Creating and Supporting Healthy Workplace Cultures
Top-down company culture helps create the baseline for what a company expects of its employees and helps give individuals a set of guidelines for participation. No organization can succeed without rules, just as no society can survive without laws. There is no lack of inspiration and guidance for how to best design and implement a “healthy” culture, from the top-down perspective. I think of Google, Zappos, and other such companies as guideposts in this ever-changing landscape.
The part of a healthy culture that is a bit harder to understand, and to find inspiration for, is the bottom-up side. By its very nature, it will be different in every company. Its essence will spring from the interests and passions of individuals and small groups, and thusly it is diffuse. But there is a handful of tactics that companies can and should employ to help spark, sustain and grow an organic culture.
Create Space
This is an area where top-down, compulsory cultural aspects can have a huge impact on employee-generated, casual culture. Leaders can use policies to create openness and flexibility within which individuals and groups can feel empowered to share themselves and their interests. Allow for and promote unstructured time in which individuals and groups can share their passions and interests with one another.

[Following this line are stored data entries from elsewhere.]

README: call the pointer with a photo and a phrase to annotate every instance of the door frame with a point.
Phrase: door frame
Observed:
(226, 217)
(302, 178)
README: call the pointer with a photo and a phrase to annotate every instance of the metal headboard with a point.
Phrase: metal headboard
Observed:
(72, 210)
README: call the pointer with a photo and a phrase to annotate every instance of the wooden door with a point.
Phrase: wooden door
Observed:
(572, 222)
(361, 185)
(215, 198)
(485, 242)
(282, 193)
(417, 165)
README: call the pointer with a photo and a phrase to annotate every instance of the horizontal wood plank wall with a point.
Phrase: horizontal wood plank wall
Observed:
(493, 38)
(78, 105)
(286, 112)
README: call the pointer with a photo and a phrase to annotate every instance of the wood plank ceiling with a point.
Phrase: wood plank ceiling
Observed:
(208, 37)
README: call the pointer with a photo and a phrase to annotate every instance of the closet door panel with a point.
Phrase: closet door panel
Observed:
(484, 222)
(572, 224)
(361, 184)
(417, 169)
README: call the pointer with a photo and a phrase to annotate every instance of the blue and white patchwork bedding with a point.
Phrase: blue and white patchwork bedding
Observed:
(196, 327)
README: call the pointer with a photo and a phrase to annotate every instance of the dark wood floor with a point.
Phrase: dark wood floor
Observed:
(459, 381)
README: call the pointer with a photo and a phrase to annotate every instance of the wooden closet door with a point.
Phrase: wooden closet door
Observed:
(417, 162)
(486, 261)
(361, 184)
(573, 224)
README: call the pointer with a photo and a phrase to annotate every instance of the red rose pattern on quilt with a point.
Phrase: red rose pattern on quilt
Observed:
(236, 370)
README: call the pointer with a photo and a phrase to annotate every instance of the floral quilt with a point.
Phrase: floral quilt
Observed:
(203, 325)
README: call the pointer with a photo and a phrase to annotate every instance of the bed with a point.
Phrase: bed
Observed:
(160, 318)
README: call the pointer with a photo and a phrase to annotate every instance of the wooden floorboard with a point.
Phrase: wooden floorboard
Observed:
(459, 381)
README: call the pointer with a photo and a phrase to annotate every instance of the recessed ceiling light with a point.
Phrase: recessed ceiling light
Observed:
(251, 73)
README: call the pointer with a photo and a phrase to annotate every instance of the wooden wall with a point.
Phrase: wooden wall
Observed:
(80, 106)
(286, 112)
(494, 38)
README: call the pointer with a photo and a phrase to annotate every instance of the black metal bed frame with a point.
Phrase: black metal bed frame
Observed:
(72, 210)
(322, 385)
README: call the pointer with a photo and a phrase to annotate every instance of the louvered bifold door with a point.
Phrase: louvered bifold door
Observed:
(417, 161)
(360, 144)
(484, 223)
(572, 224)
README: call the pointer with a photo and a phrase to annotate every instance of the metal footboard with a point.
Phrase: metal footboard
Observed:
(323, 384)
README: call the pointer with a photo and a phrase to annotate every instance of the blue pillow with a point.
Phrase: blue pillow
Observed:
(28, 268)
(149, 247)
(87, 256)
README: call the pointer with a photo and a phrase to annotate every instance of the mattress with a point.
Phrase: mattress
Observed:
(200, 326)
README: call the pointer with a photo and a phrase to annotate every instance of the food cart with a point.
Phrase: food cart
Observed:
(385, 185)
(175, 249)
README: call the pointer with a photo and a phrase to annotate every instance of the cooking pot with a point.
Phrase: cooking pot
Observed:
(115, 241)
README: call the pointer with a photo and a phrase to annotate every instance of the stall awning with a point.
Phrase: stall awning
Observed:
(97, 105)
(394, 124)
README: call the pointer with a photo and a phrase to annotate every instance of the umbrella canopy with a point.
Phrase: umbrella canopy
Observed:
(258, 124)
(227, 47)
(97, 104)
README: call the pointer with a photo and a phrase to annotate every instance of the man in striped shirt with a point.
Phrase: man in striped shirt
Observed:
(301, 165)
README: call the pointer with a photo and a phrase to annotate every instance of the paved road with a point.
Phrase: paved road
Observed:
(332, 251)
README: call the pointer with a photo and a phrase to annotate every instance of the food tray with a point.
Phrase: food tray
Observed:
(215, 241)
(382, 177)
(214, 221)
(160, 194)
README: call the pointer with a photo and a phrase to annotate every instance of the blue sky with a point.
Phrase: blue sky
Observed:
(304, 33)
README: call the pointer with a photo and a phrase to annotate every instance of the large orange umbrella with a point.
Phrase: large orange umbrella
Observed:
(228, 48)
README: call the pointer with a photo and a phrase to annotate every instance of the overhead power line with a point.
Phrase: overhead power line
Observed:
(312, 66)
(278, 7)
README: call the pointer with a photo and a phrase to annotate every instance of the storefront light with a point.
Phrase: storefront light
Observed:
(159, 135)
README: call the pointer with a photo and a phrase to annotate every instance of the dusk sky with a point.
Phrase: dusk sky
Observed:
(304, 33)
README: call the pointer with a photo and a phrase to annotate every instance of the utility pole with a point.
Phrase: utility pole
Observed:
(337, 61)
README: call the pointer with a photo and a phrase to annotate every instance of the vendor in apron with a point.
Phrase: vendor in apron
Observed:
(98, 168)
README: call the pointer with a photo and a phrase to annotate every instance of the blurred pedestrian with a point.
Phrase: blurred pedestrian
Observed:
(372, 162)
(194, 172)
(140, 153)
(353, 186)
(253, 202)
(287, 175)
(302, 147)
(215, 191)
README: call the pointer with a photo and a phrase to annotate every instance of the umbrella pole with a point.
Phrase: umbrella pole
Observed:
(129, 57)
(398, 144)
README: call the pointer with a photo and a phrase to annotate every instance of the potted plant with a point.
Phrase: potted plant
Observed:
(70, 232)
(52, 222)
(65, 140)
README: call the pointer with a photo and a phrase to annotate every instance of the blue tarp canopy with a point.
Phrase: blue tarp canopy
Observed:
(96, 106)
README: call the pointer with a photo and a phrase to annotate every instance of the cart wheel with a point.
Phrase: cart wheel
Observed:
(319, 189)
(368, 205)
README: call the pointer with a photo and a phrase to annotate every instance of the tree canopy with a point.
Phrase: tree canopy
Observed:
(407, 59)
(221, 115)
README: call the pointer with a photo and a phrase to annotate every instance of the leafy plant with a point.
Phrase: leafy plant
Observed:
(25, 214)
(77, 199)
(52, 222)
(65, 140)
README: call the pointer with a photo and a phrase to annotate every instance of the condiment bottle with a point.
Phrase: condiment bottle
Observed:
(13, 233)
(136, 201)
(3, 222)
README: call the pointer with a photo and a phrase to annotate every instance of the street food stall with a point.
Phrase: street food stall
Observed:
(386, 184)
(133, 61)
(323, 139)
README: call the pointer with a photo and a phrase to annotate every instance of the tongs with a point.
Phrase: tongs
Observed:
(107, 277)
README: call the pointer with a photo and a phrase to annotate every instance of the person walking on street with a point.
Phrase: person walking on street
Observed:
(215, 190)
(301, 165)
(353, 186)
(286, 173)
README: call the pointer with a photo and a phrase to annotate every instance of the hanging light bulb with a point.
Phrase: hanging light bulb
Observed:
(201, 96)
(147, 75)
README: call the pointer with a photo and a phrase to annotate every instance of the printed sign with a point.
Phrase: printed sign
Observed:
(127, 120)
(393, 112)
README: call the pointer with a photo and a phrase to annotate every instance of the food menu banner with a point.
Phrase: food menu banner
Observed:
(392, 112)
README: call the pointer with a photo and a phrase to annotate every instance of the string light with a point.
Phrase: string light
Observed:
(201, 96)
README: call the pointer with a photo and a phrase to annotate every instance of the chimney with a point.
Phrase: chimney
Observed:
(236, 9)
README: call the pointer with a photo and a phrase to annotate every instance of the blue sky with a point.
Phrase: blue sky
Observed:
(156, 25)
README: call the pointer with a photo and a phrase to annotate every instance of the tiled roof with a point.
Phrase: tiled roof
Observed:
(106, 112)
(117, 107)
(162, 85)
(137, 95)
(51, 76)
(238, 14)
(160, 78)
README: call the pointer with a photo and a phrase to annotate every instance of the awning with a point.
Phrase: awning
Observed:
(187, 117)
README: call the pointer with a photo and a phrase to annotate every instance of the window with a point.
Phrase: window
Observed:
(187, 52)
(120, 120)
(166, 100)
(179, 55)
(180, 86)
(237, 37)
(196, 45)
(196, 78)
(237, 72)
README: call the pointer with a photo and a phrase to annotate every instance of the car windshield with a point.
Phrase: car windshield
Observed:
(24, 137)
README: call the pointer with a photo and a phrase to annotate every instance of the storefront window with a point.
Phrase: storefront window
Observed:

Invite teams to make their marks on what is their organization too!
Make the Rounds
All too often, even in the smallest of companies, leaders feel removed from bottom-up cultural elements. Even when an executive team has made an effort to promote organic culture, they often fail to participate in it. “There isn’t time,” or “That’s their thing,” are the thoughts that lead to a wider-than-necessary gap between the organic culture created by the employees and that experienced by leadership.
Leaders, both mid and upper-level, need to make the rounds and participate in the organic culture that is changing the personality of their organizations. It shows that loyalty and commitment flow across the company, not just upward.
Tell Stories
It is easy to forget to celebrate. It is easy to think that culture is what is written in stone and followed to the letter. It is difficult to make time for the transference of company lore. Like the tribes and villages of centuries past, companies need to support and grow their culture by telling the stories that help create it. Leaders should invite teams and individuals to share their bottom-up cultural experiences with the company as a whole. Leaders should observe the events and experiences that are shaping the company and then tell the tales themselves, cementing the importance of the bottom-up by delivering it from the progenitors of the top-down.
Love your robot overlords AND cultivate a healthy cultural petri dish.
The Workplace “Cyborg”
In many ways a healthy company resembles a cybernetic organism–the perfect amalgamation of mechanical and organic elements, forming an entity that is not solely either, but the best parts of both. The mechanical elements of a cyborg (and an organization) provide structure and durability. They help sustain the creature through change and chaos. The organic elements provide a spark of the unexpected and allow for adaptability within and around the mechanical structures.
Bottom-up, organic workplace culture is the art that provides context to the science of top-down, mechanical workplace culture. The newest generation of company leaders knows that only by seamlessly blending the organic and mechanical elements of their cultures can they compete for top talent, spark the highest levels of creativity, and strengthen the commitment and loyalty of their employees.
Most of the literature and thought on the topic of workplace culture circles around the thoroughly explored mechanical, top-down elements. Isn’t it time we spend equal effort exploring the bottom-up, organic? As leaders, we have a lot to learn about how to create an environment that generates, supports and celebrates organic workplace culture, and provides the context that gives the mechanical some meaning and purpose.